Sarah is a single mother of six. The family fled the violence in rural Aleppo’s al-Sfireh in 2013, but returned in 2018 and have managed to partially fix their home. Sarah works as a cleaner and a farm laborer. Like many other single mothers she feels overstretched. It’s very hard for me to take care of my little children and work for long hours at the same time, especially that my youngest boy suffers from epilepsy - but what can I do when I have no other choice? she says.

This will help me buy what my family needs and take my little boy to a doctor. It’ll help me stand on my own two feet again.

Sarah, working mother of 6 children, Syria

Domestic workers are some of the most exploited in the world, just 10% of them have equal labor rights to other workers, and only around half have equal minimum wage protection. 

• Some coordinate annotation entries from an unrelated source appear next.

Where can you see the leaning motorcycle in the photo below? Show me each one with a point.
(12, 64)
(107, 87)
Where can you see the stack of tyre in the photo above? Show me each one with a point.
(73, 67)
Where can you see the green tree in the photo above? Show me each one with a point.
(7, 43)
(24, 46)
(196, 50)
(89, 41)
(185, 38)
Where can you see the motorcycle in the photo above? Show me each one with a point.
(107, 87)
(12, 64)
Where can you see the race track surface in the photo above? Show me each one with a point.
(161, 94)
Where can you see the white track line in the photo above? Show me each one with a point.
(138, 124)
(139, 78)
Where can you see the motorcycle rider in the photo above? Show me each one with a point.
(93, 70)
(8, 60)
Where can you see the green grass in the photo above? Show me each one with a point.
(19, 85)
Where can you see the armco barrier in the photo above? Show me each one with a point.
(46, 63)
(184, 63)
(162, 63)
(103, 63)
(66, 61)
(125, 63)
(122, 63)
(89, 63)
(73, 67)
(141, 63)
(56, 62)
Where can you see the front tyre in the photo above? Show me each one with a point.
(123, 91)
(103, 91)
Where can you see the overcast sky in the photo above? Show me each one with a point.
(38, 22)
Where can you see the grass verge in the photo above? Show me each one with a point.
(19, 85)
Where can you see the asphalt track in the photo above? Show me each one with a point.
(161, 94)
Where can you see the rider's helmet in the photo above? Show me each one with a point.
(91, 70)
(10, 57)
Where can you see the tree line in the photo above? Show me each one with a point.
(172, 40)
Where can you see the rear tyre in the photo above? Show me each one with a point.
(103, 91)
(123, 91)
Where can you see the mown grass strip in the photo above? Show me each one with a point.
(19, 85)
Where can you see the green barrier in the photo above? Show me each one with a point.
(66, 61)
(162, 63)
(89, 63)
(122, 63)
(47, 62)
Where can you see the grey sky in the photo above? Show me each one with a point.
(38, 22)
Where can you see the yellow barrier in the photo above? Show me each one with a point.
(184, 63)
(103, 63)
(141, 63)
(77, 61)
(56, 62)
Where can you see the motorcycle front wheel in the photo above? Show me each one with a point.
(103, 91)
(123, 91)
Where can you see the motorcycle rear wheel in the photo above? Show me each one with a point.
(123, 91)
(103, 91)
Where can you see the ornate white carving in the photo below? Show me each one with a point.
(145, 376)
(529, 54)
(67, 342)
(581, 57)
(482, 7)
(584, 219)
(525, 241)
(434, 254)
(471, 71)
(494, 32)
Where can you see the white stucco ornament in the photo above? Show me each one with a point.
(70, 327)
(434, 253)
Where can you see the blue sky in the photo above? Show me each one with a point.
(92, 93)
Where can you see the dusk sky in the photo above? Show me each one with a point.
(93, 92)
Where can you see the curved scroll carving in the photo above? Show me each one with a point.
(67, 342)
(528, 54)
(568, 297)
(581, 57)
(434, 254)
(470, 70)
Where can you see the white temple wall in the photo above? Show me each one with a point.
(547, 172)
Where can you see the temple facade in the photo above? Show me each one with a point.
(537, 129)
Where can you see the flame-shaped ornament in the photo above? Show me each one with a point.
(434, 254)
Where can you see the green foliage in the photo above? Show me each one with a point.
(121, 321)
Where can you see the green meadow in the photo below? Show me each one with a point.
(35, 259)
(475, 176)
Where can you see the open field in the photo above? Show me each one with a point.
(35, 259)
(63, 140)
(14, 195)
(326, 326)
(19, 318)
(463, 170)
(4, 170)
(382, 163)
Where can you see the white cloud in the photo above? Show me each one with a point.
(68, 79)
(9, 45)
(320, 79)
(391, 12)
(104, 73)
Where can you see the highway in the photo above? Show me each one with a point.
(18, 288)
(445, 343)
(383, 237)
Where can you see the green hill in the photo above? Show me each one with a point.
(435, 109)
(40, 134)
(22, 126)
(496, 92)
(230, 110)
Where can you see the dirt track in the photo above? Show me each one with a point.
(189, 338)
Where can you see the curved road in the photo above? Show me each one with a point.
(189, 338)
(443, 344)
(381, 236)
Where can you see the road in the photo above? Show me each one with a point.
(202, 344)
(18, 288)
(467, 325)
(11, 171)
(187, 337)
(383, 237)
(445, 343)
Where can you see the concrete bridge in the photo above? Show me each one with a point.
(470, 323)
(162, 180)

Recently, Sarah took part in a homemade food-industry training – a program run by Oxfam. She gained new skills and received a cooking kit –these kits include equipment such as electric ovens, mixers, knives, and saucepans — to enable her to jump-start her career. 

Time to care for carers

From childcare to fetching firewood and water, to cleaning offices and hospitals, women make the world go around, and from birth to death every individual requires care at some point in their lives. It’s time to respect the contribution of carers to our households, our businesses, the economy, our personal wellbeing, the cared for, and everyone else who benefits from their labor, and for corporations and governments to do the same.